| AVS 65th International Symposium & Exhibition | |
| Plasma Science and Technology Division | Tuesday Sessions |
| Session PS+PB+SE-TuA |
| Session: | Atmospheric Pressure Plasmas |
| Presenter: | SeungJae Baik, Hankyong National University, Republic of Korea |
| Authors: | S.J. Baik, Hankyong National University, Republic of Korea J. Jang, Hankyong National University, Republic of Korea H.-J. Oh, Yonsei University, Republic of Korea |
| Correspondent: | Click to Email |
Plasma-enhanced chemical vapor deposition (CVD) is appropriate for fast deposition with moderate film quality, but to form high quality materials such as epitaxial thin films, thermal processes at higher temperature are more favorable. High energy particles that are statistically produced in plasma processes are sources of film quality degradation. It has been previously reported that the plasma process at high working pressure, e.g., atmospheric pressure is feasible for epitaxial Si growth; where source gas species are highly diluted in inert gas. Employing a large dilution of source materials opens a new process regime in plasma-enhanced CVD: (1) low damage plasma processing (2) high deposition rate process with controlled powder generation (3) efficient usage of source materials.
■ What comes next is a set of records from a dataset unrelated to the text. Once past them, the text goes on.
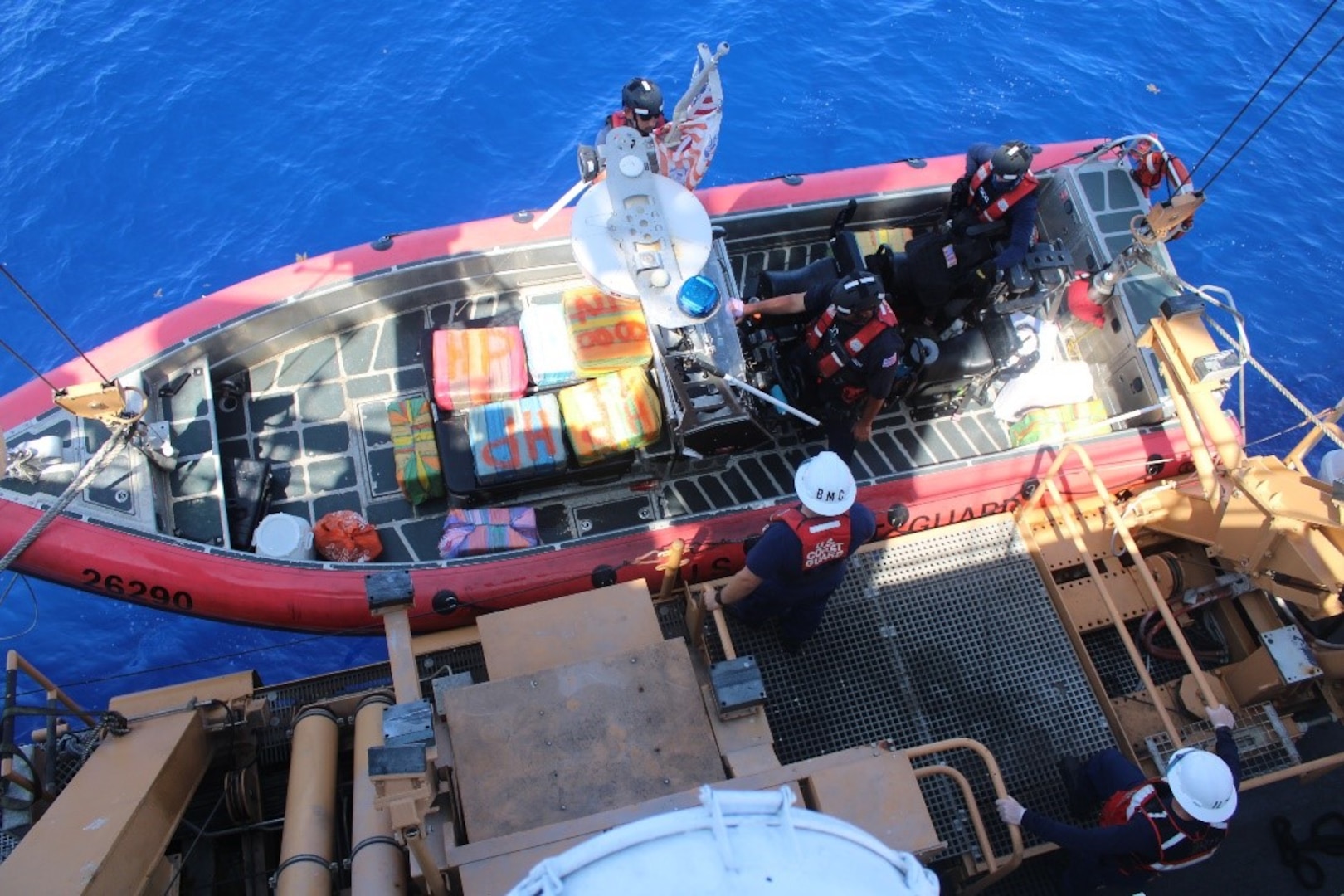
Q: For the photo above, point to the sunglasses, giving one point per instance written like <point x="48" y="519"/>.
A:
<point x="1177" y="758"/>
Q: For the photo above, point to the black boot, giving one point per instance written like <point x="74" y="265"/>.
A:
<point x="1082" y="798"/>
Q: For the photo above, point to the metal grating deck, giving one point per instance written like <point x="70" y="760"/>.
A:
<point x="942" y="635"/>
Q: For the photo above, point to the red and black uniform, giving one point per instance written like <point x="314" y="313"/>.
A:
<point x="620" y="119"/>
<point x="1140" y="835"/>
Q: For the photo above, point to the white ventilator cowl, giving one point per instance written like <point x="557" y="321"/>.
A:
<point x="1202" y="783"/>
<point x="825" y="485"/>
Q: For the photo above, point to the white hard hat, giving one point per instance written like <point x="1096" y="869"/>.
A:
<point x="824" y="484"/>
<point x="1202" y="783"/>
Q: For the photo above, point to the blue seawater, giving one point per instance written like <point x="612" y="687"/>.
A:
<point x="158" y="152"/>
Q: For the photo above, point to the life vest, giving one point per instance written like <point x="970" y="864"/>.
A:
<point x="1176" y="846"/>
<point x="1153" y="165"/>
<point x="995" y="208"/>
<point x="620" y="119"/>
<point x="830" y="360"/>
<point x="825" y="539"/>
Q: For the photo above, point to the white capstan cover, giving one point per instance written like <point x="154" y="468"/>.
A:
<point x="825" y="485"/>
<point x="735" y="843"/>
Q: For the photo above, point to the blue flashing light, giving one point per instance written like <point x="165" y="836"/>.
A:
<point x="698" y="297"/>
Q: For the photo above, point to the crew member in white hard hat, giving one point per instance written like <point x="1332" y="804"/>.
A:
<point x="641" y="108"/>
<point x="1147" y="825"/>
<point x="800" y="559"/>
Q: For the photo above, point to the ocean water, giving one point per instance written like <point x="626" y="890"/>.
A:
<point x="156" y="152"/>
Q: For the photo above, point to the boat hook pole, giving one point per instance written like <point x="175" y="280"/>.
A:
<point x="728" y="377"/>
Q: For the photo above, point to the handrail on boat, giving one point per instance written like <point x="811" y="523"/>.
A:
<point x="996" y="869"/>
<point x="1049" y="483"/>
<point x="14" y="665"/>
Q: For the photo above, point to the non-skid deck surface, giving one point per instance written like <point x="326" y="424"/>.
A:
<point x="319" y="412"/>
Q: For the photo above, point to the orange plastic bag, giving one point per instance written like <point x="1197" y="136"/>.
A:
<point x="344" y="536"/>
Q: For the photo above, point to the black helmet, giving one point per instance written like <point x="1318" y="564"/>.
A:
<point x="643" y="97"/>
<point x="1011" y="160"/>
<point x="856" y="293"/>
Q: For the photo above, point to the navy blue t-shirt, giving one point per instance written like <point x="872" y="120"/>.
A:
<point x="1020" y="217"/>
<point x="777" y="557"/>
<point x="879" y="358"/>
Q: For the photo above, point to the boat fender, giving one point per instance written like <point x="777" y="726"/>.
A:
<point x="30" y="458"/>
<point x="446" y="602"/>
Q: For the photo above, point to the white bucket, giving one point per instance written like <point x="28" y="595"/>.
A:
<point x="284" y="535"/>
<point x="1332" y="466"/>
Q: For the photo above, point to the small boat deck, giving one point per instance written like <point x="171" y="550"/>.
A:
<point x="938" y="635"/>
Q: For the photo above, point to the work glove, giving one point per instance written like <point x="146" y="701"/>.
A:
<point x="1010" y="811"/>
<point x="984" y="275"/>
<point x="1220" y="716"/>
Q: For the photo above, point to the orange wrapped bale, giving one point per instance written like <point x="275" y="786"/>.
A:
<point x="608" y="334"/>
<point x="344" y="536"/>
<point x="611" y="414"/>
We have performed Si thin film deposition processes with silane and hydrogen as source materials highly diluted in He or Ar gases under working pressure close to the atmospheric pressure (up to 700 torr). The new process regimes showing low damage plasma processing, high deposition rate with controlled powder generation, and efficient usage of source materials are experimentally demonstrated in various process conditions. In addition, the impurity incorporation into the film during deposition processes degrades the crytalline quality of the deposited Si thin films, which can be improved by employing plasma electrode pre-coating or pre-deposition cleaning process. Furthermore, the trade-off relation of plasma power and gas flow velocity revealed the process window of polycrystalline thin film deposition, and even epitaxial growth.
Atmospheric plasma-enhanced CVD tool is promising for fast deposition and low damage processing, and moreover, cheaper setup may also be viable via pre-deposition cleaning processes instead of utilizing expensive vacuum facilities.